Conventional wisdom says that first base is a position where you can afford to wait because it's flush with top-tier talent. But those can be contradictory statements.
What determines whether you can wait at a position is the relative value of those players for whom you don't have to pay top dollar, and compared to years past, first base doesn't measure up in that regard.
Part of the blame falls on the players with the asterisks (*) next to their names. They're DH-only to begin the year, which means you can't actually start them at first base. Tiering them separately would be meaningless since there's so few, but there's more than in years past. Some are liable to gain first base eligibility over the course of the season -- it only takes five appearances there, after all -- but since you can't exactly count on it, you should treat the position like it's only 11 deep (omitting Posey, of course) through The Next-Best Things.
Which means one owner in a 12-team league is going to be at a real disadvantage.
The Unmatched: Paul Goldschmidt
The Elite: Miguel Cabrera, Anthony Rizzo, Joey Votto, Edwin Encarnacion
The Near-Elite: Buster Posey, Jose Abreu, Chris Davis
The Next-Best Things: Prince Fielder*, Adrian Gonzalez, Freddie Freeman, Miguel Sano*, Eric Hosmer, David Ortiz*, Albert Pujols
The Fallback Options: Byung Ho Park, Mark Teixeira, Carlos Santana
The Last Resorts: Stephen Vogt, Kendrys Morales*, Logan Forsythe, Lucas Duda, Ryan Zimmerman, Alex Rodriguez*, Brandon Belt, Wil Myers, Yangervis Solarte, Mark Trumbo, Evan Gattis*, Victor Martinez*
The Leftovers: Mitch Moreland, Adam Lind, Ben Paulsen, C.J. Cron, Pedro Alvarez, Steve Pearce, Chris Colabello, Mike Napoli, Joe Mauer, Chris Carter, Brandon Moss, Justin Bour, Mark Canha, Matt Adams, Travis Shaw, A.J. Reed, Ryan Howard
That disadvantage becomes even more pronounced when you consider that five of those top 11 are top-tier.
Wait, what? Doesn't Goldschmidt have the top tier all to himself? Ah, but if you compare my tiers at all the positions, you'll see that first base is one of only three (in addition to outfield and starting pitcher) with an extra tier at the top. Goldschmidt isn't just "elite," he's "unmatched." It's my heavy-handed way of suggesting that he, Bryce Harper, Mike Trout and Clayton Kershaw should be the first four players off the board. Keep up, Timmy.

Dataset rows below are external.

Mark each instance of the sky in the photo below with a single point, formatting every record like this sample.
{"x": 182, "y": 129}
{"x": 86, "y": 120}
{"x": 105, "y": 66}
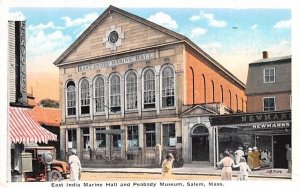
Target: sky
{"x": 233, "y": 37}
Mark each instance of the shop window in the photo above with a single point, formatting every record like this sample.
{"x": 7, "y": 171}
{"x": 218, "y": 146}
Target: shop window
{"x": 169, "y": 138}
{"x": 85, "y": 96}
{"x": 117, "y": 143}
{"x": 269, "y": 104}
{"x": 269, "y": 75}
{"x": 149, "y": 89}
{"x": 99, "y": 94}
{"x": 71, "y": 99}
{"x": 133, "y": 136}
{"x": 72, "y": 138}
{"x": 131, "y": 90}
{"x": 168, "y": 85}
{"x": 150, "y": 135}
{"x": 100, "y": 138}
{"x": 115, "y": 94}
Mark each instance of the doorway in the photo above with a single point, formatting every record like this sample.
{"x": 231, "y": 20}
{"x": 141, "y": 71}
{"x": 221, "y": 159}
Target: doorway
{"x": 279, "y": 142}
{"x": 200, "y": 143}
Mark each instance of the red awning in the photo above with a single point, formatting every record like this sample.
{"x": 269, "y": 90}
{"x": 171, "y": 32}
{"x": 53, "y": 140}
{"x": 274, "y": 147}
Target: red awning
{"x": 23, "y": 128}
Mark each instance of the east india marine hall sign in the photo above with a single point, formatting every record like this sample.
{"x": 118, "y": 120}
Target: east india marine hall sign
{"x": 263, "y": 120}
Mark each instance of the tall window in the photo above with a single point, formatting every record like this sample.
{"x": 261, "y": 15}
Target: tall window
{"x": 131, "y": 90}
{"x": 169, "y": 138}
{"x": 269, "y": 75}
{"x": 115, "y": 94}
{"x": 150, "y": 134}
{"x": 85, "y": 96}
{"x": 269, "y": 103}
{"x": 133, "y": 136}
{"x": 149, "y": 89}
{"x": 99, "y": 94}
{"x": 100, "y": 138}
{"x": 117, "y": 143}
{"x": 71, "y": 99}
{"x": 168, "y": 98}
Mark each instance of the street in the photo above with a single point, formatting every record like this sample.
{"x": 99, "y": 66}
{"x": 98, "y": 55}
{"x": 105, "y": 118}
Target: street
{"x": 100, "y": 176}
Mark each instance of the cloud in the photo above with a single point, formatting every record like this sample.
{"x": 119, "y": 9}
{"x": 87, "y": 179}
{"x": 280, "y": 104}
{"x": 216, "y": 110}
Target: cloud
{"x": 254, "y": 26}
{"x": 212, "y": 21}
{"x": 197, "y": 32}
{"x": 40, "y": 43}
{"x": 16, "y": 16}
{"x": 284, "y": 24}
{"x": 164, "y": 20}
{"x": 86, "y": 20}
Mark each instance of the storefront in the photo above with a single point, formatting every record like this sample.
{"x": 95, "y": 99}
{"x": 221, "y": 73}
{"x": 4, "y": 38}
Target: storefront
{"x": 268, "y": 131}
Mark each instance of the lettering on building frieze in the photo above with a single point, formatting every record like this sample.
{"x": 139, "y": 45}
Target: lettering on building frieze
{"x": 119, "y": 61}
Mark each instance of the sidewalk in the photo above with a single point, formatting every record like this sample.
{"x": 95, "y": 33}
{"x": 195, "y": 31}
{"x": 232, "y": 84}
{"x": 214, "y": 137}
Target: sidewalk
{"x": 195, "y": 169}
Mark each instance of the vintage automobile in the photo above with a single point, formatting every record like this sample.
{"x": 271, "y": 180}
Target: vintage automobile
{"x": 58, "y": 169}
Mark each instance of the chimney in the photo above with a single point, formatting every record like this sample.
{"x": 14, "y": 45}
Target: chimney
{"x": 265, "y": 55}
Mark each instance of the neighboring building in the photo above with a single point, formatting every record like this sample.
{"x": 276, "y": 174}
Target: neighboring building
{"x": 267, "y": 123}
{"x": 23, "y": 129}
{"x": 125, "y": 82}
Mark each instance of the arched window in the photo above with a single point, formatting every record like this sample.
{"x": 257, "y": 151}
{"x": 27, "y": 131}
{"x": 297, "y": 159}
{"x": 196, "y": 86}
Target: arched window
{"x": 213, "y": 90}
{"x": 204, "y": 88}
{"x": 71, "y": 99}
{"x": 131, "y": 90}
{"x": 85, "y": 96}
{"x": 222, "y": 94}
{"x": 149, "y": 89}
{"x": 168, "y": 98}
{"x": 115, "y": 94}
{"x": 99, "y": 94}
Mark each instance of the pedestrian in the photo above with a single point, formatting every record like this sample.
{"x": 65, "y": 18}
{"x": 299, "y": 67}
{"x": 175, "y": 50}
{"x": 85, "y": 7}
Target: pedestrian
{"x": 167, "y": 166}
{"x": 75, "y": 166}
{"x": 250, "y": 158}
{"x": 256, "y": 158}
{"x": 244, "y": 170}
{"x": 91, "y": 153}
{"x": 228, "y": 164}
{"x": 289, "y": 157}
{"x": 238, "y": 154}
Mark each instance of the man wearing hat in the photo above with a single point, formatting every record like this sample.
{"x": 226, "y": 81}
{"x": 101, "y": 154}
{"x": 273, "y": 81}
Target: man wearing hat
{"x": 238, "y": 154}
{"x": 75, "y": 166}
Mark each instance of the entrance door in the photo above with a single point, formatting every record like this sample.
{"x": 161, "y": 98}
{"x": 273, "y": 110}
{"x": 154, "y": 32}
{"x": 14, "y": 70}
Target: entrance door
{"x": 200, "y": 148}
{"x": 280, "y": 151}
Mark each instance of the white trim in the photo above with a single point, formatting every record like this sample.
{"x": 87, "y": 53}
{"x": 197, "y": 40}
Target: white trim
{"x": 263, "y": 102}
{"x": 264, "y": 73}
{"x": 160, "y": 88}
{"x": 142, "y": 89}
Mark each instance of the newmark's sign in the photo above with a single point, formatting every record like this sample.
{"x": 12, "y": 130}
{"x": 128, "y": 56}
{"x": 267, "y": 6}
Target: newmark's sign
{"x": 265, "y": 120}
{"x": 118, "y": 61}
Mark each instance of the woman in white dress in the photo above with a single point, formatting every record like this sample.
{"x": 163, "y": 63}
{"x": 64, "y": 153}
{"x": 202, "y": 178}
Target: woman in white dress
{"x": 75, "y": 166}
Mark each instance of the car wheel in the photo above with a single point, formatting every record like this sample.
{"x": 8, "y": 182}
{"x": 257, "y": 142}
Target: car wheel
{"x": 55, "y": 175}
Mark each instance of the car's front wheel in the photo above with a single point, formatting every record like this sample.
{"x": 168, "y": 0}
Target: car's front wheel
{"x": 55, "y": 175}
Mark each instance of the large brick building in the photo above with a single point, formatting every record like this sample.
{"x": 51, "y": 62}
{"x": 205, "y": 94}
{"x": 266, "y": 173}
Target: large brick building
{"x": 125, "y": 82}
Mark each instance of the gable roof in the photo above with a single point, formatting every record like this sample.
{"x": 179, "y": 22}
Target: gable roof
{"x": 152, "y": 25}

So yeah, recognizing that elite is elite even if there's something slightly better, first base is still deeper in top-tier talent than any of the other infield positions, but since all five will be gone by the end of the second round, tiers don't even come into play at that point. You're more or less at the mercy of where you draft.
Which puts the onus on you to grab Abreu or Davis in Round 3 since being a have-not at the position is even deadlier with so many haves. Might Abreu and Davis go in Round 2 in some leagues? Yes, but not to me. I'll be focused on drafting one of The Elite remaining at some other position, like Dee Gordon at second base or Posey at catcher, knowing that I can still turn to Gonzalez, Freeman, Hosmer or Pujols as long as I don't (gulp) screw it up.
And I don't just mean waiting too long. One of the biggest mistakes I've seen owners make early this draft season is jump at one of The Next-Best Things too early, anticipating the big drop-off. You don't want to be the guy who picks Gonzalez in Round 4 when you could have had Zack Greinke or J.D. Martinez instead.
Realistically, you should still be able to get one of Gonzalez, Freeman and Hosmer as late as Round 6 in a 12-team mixed league, but depending where you are in the development of your pitching staff at that point, it could still be a major sacrifice. Most likely, The Elite starting pitchers are also nearing depletion by then, and if you have only one (or heaven forbid none) when Round 6 rolls around, well, a Chris Archer or Felix Hernandez may be an even higher priority.
If that's the case, then suddenly you're in a position where you have to trust in Pujols' recovery, hope Teixeira stays healthy or gamble on a complete unknown in Park, which certainly isn't ideal at a position where most of the league is getting monster production. All this is to say that if you find yourself in a logical spot to draft a stud first baseman in the first two rounds, you shouldn't pass it up in a misguided nod to position scarcity. Things get scarce here real quick.
Of course, when it comes to filling additional lineup spots like utility or corner infield, first base still has the most to offer. Duda and Zimmerman are better bets to make a meaningful contribution than similarly tiered players at other positions, like Howie Kendrick at second base or Matt Duffy at third, which is why first base doesn't exactly grade as shallow. Seriously, how many other positions have multiple 20-homer guys (Moreland, Lind, Bour, to name a few) among their Leftovers? It's just that it breaks down in such away that, at least in a 12-team mixed league, there will be clear haves and have-nots. You don't want to be on the wrong side of that divide.